Besides the Green Wave initiative, many Catholic nations in Latin America, notably Colombia and Mexico, have legalized abortion.

Ireland took the same step. South Korea recently abolished a 66-year-old abortion prohibition. 

Activists fear the U.S. Supreme Court’s recent decision might fuel anti-abortion organizations, overturning hard-fought progress or restricting efforts to broaden abortion rights globally. 

Global Influence

Giselle Carino, CEO of global reproductive rights coalition Fs Feminista, said what happens in the US affects everyone worldwide.

She said the reversal of abortion rights is a more significant undermining of democratic systems in the U.S. and other countries. 

Marcia Soumokil, head of abortion support group Ipas Indonesia, thinks overturning Roe v. Wade will justify Indonesian authorities by signaling abortion availability is “not a human right.”  

In many corners of the globe, the U.S. is considered an agenda-setter, with legislators alluding to U.S. domestic policy when debating reproductive rights, racism, and police abuse. 

Ipas senior institutional and legislative adviser, Bethany Van Kampen Saravia, said the U.S. has a “massive, outsized influence” on modern global contraceptives, women’s health, and maternal and newborn health initiatives. 
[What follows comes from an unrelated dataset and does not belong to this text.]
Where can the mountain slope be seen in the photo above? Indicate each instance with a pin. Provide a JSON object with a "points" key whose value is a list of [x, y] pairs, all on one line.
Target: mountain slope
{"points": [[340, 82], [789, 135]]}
She said the U.S. is the major supporter of such programs, noting stringent abortion rules currently in place hinder abortion access, such as the Global Gag Rule.

This prohibits foreign groups receiving U.S. funds from offering abortion data, referrals, or procedures. 

She said as American abortion legislation tightens, so might U.S. financing for women’s and family services internationally. She noted overturning Roe v. Wade supports anti-abortion rights players in other nations and undermines reproductive rights advocates. 

Signal to Other World Nations

Susan Yanow, a U.S. spokesman for Women Help Women, is enthusiastic about the abortion rights movement in South America.

She said our status as world leaders has changed. She says this because she hopes the reforms in Latin America are better than in the U.S. 

Yanow said U.S. policy might limit abortion access outside the U.S., even if abortion rights groups in Latin America continue to expand. 

U.S. international health policies “affect people’s lives enormously, regardless of abortion access,” she said. 

Yanow made reference to the U.S.-educated abortion doctors and nurses worldwide. She stated the US is a resource for training abortion doctors and nurses. Changing these programs would hurt internationally. 

Yanow and Carino said the overthrow of Roe v. Wade symbolizes deteriorating democracy in the U.S., which might hurt the country’s standing overseas. 

Carino said dictatorial or totalitarian governments, like the previous US administration, do harm that lasts considerably longer than a year. 

Licha Nyiendo, general counsel officer of Human Rights First, said the leak of the Supreme Court judgment overturning Roe v. Wade was a hazardous step. 

Overturning Roe would send a “frightening signal to totalitarians worldwide.”